January 12, 2017
Goranson Farm: Tapping Renewable Energy to Boost Maple Syrup Production
Goranson Farm has just made a big commitment towards their sustainable energy needs by tapping the power of the sun for gains in maple syrup production.
The third generation organic farm located in Dresden, Maine, is owned and operated by Jan Goranson and Rob Johanson, and their two sons Carl and Goran. The farm sells its vegetables, meats, poultry and maple syrup through local stores, farmers markets and its own Community supported agriculture (CSA) program.
The farm produces about 400 gallons of maple syrup a year. The sap is currently heated and boiled down by means of simple evaporation using firewood. “It takes 40 gallons of sap to make one gallon of syrup and that’s a lot of boiling,” says Rob Johanson. In addition to installing a photovoltaic solar array, the farm is purchasing a reverse osmosis (RO) machine, which should reduce the farm’s current fire wood usage of 16 cords to about 6. “This machine will save us a lot of time, as well as money and energy.”

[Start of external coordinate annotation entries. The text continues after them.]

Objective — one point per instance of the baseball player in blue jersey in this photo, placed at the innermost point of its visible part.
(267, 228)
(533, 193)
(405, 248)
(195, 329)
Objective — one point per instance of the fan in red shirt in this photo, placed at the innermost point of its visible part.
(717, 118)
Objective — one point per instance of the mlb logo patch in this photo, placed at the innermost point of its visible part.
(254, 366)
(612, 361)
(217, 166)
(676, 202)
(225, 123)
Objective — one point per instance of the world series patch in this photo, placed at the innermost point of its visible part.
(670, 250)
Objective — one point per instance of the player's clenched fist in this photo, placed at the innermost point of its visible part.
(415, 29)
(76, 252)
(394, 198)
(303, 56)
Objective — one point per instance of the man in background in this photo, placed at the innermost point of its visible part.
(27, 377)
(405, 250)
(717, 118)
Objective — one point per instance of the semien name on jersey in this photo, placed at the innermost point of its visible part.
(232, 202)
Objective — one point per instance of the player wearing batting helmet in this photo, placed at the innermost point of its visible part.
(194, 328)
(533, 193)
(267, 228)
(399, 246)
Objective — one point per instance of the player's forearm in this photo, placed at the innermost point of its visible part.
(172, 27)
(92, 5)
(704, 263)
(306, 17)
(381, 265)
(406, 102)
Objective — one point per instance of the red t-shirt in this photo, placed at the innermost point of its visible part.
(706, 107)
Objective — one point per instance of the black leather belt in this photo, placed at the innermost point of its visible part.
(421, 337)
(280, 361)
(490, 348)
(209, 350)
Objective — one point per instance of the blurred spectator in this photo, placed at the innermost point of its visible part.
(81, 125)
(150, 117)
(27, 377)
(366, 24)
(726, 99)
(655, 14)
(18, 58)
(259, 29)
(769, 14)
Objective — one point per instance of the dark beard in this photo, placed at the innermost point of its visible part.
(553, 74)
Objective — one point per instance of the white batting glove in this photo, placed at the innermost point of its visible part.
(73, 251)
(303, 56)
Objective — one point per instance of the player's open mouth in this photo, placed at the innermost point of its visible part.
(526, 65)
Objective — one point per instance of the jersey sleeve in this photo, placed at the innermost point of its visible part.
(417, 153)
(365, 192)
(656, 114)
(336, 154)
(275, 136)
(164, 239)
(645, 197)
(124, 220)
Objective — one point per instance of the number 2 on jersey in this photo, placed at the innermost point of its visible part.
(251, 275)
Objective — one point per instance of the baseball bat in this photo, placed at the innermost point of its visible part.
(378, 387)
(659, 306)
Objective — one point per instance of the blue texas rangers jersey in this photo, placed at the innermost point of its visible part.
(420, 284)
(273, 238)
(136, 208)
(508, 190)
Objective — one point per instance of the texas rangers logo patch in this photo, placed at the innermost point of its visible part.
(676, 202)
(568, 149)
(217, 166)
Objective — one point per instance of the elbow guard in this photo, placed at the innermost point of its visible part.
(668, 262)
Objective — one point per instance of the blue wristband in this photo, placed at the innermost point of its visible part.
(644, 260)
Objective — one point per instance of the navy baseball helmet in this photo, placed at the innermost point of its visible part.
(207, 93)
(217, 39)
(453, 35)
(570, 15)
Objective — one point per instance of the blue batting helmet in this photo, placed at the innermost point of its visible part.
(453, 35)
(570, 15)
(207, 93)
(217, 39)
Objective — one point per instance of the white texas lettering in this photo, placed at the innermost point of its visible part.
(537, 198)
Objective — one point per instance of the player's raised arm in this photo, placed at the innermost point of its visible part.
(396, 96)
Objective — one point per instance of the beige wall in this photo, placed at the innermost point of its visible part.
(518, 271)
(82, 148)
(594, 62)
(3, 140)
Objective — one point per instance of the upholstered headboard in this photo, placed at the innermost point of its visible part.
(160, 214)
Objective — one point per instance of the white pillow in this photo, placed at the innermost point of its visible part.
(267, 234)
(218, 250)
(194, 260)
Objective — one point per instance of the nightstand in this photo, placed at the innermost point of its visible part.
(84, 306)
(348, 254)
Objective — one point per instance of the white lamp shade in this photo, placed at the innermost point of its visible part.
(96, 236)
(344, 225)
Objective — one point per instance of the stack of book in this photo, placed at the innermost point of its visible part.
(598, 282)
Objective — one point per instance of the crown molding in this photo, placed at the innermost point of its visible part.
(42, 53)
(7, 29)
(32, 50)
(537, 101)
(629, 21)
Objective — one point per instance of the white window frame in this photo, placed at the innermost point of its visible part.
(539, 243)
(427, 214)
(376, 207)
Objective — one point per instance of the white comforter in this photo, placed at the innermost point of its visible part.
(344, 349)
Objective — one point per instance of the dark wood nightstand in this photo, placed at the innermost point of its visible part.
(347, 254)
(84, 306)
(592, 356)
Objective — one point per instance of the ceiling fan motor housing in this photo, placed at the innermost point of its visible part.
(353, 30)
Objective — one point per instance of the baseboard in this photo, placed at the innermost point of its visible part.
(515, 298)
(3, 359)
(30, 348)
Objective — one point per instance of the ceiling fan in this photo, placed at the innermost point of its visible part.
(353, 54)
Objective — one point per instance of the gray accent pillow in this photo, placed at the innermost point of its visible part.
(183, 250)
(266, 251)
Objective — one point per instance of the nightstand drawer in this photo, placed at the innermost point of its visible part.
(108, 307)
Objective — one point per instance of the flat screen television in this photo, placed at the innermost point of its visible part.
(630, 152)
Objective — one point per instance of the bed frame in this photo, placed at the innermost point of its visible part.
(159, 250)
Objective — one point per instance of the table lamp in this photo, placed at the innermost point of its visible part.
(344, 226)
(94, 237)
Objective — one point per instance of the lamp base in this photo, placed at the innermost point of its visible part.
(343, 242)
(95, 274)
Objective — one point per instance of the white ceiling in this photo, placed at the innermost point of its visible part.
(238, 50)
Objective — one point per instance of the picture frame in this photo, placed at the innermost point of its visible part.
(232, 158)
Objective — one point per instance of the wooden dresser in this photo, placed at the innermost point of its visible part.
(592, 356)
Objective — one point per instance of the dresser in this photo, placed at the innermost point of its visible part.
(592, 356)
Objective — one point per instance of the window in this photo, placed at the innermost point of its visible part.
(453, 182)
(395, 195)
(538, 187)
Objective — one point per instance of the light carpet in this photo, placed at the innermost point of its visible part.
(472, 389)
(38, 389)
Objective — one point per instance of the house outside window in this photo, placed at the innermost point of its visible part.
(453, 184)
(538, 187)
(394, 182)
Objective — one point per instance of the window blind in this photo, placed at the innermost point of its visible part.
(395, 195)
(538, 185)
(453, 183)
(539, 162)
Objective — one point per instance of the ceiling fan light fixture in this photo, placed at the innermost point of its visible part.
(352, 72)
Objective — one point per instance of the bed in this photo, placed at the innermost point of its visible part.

The solar array consists of four dual axis solar trackers. Each tracker is rigged with 24 solar panels and one DC to AC inverter. The American-made AllEarth Trackers track the sun throughout the day to maximize energy production. The trackers, manufactured in Williston,Vt. by AllEarth Renewables, are designed for residential and commercial-scale installations and can produce up to 45% more energy than a conventional solar installation.
The new solar array is anticipated to produce 47,000 Kwh’s a year off -setting the two utility meters at the farm almost 100%.
“We love working with farmers because we share a mutual and reliable partner,” says Kim Bleakly of All Earth Renewables. “They use the sun to grow their crops and we produce a product that makes electricity from the sun. As far as I’m concerned, that’s a match made in heaven.”
The solar project was designed and installed by Maine Energy Performance Solution (MEPS) of Washington Maine. Funding for the approximately $150,000 project, was helped with two grants from USDA and financing through Coastal Enterprise Inc. (CEI).
“We have been wanting to do this project for a number of years and Rich and his team at MEPS were really able to pull the pieces together to make it happen,” says Rob Johanson. “A lot of people buy organically grown foods because they like the idea of food being raised without the use of chemicals. For us, organic is a lot more than that. It’s really a way of life and honoring the trust our customers place in us. To be an organic farmer means to grow foods working with the land and the environment in a sustainable way for future generations and this project is an extension of that.”